De plus, lorsque la LIR n’exige aucun document d’appui, le témoignage crédible d’un contribuable suffit, malgré l’absence de documents: Weinberger c. M.N.R., 64 D.T.C. 5060 (C. de l’É.); Naka c. La Reine, 95 D.T.C. 407 (C.C.I.); Page c. La Reine, 95 D.T.C. 373 (C.C.I.).

 

[11]    Quoi qu’il en soit, les registres de la Société étaient tout à fait adéquats pour prouver le versement de l’allocation à M. Aharonian.

 

[12]    En ce qui a trait au défaut de M. Aharonian de conserver tous ses reçus, le sous-alinéa 6(1)b)(vii) exige uniquement que l’allocation soit raisonnable. De l’obliger à fournir des reçus afin de justifier la non-imposabilité à son égard de l’allocation raisonnable irait à l’encontre de l’objectif de la disposition. Les critères énoncés au sous-alinéa (vii) doivent être respectés afin que cette allocation ne soit pas imposable pour l’employé. C’est le cas en l’espèce. Pour qu’elle soit déductible pour l’employeur, elle doit être raisonnable, engagée en vue de tirer un revenu de l’entreprise de la Société et elle ne peut être imputable au capital. L’allocation en l’espèce respecte tous ces critères.

 

[13]    L’avocate de l’intimée a cité l’arrêt Verdun c. Sa Majesté la Reine, C.A.F., n°A-293-97, 6 février 1998 (98 DTC 6175). Dans cette affaire, la Cour a conclu que certaines allocations de repas étaient imposables en vertu de l’alinéa 6(1)b). Il semble évident, d’après les brefs motifs rendus oralement par le juge Linden, que les dispositions du sous-alinéa 6(1)b)(vii) n’avaient pas été portées à l’attention de la Cour.

 

[14]    L’avocate de l’intimée a également soutenu que, lorsque le comptable avait initialement comptabilisé le versement des allocations à M. Aharonian, il l’avait inscrit comme « avance directeur », et que, en quelque sorte, cette mention marque ces allocations au compte dans lequel les comptables avaient temporairement décidé de les mettre de manière indélébile. À la fin de l’exercice, ils ont été assignés au compte approprié, soit celui des dépenses liées aux déplacements.
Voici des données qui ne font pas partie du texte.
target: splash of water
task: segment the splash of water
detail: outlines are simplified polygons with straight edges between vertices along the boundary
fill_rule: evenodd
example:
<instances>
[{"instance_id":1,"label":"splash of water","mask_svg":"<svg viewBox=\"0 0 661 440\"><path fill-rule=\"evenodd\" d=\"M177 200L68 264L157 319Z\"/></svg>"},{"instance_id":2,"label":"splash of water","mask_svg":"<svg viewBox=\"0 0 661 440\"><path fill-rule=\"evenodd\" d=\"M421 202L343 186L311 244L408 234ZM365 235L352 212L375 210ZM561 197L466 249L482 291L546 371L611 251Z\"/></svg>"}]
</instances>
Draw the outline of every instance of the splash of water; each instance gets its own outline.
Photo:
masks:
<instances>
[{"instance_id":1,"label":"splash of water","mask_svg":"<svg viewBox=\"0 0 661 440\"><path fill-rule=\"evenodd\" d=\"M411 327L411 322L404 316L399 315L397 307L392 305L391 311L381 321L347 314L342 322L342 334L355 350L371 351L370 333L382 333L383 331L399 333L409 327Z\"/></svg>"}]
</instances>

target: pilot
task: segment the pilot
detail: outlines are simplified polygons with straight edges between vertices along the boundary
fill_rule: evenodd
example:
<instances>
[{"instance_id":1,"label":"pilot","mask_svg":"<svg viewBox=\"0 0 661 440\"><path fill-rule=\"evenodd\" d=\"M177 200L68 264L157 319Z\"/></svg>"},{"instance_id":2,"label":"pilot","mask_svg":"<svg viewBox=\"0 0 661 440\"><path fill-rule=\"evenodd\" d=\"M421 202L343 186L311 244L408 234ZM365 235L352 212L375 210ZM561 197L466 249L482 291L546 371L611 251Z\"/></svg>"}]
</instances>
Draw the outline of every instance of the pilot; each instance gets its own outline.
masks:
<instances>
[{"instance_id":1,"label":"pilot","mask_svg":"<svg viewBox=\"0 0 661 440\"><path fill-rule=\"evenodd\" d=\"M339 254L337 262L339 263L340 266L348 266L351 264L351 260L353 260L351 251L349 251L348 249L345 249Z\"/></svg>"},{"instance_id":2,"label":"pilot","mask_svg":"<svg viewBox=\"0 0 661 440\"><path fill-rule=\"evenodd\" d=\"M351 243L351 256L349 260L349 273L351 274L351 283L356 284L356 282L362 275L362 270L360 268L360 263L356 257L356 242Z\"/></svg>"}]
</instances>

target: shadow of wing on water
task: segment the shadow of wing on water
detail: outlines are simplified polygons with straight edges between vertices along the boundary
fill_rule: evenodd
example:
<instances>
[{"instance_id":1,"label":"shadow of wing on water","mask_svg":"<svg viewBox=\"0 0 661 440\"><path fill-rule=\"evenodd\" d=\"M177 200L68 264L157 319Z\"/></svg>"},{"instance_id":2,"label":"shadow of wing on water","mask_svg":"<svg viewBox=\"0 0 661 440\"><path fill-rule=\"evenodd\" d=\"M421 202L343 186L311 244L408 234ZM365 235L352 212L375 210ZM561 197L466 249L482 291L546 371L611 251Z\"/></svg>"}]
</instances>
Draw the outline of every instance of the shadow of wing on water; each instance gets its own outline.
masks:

Comme l’a souligné la juge L’Heureux-Dubé dans l’arrêt Hickman Motors (précité), à la page 376, (DTC  à la page 5376) :

 

Il est bien établi en droit que des documents comptables ou des entrées comptables servent uniquement à rapporter des opérations et que c’est la réalité des faits qui établit la nature et la substance véritables des opérations.

 

Voir aussi Ed Sinclair Construction & Supplies Ltd. c. M.R.N., C.C.I., n° 86‑1338(IT), 8 janvier 1992, à la page 12 (92 DTC 1163, à la page 1169); Gresham Life Society Co. Ltd. v. Bishop, [1902] 4 T.C. 464, à la page 476.

 

[15]    Il ne fait aucun doute que les montants étaient des allocations pour frais de déplacement et non pas des avantages conférés à un actionnaire. Ils ont été versés en vue de rembourser M. Aharonian pour ses dépenses de déplacement à l’extérieur de Montréal dans le cadre de ses fonctions. À ce titre, elles sont visées par le sous-alinéa 6(1)b)(vii) de la Loi de l’impôt sur le revenu et ne sont pas imposables pour M. Aharonian. De plus, elles sont des dépenses d’entreprise normales de la Société et peuvent être déduites du calcul de son revenu.

 

[16]    Les appels sont admis et les cotisations sont déférées au ministre du Revenu national pour nouvel examen et nouvelles cotisations en tenant compte des présents motifs.

 

[17]    Les appelants ont droit à leurs frais pour ce qui est des honoraires d’un avocat au procès pour les deux appelants.

 

Signé à Ottawa, Canada, ce 14e jour de novembre 2002.

 

 

« D. G. H. Bowman »

J.C.A.

 

Traduction certifiée conforme

ce 20e jour d'octobre 2004.

 

 

 

Mario Lagacé, réviseur



[1]           Le nombre de jours que j’ai calculés à la pièce A-1 est plus élevé que celui de l’appelant.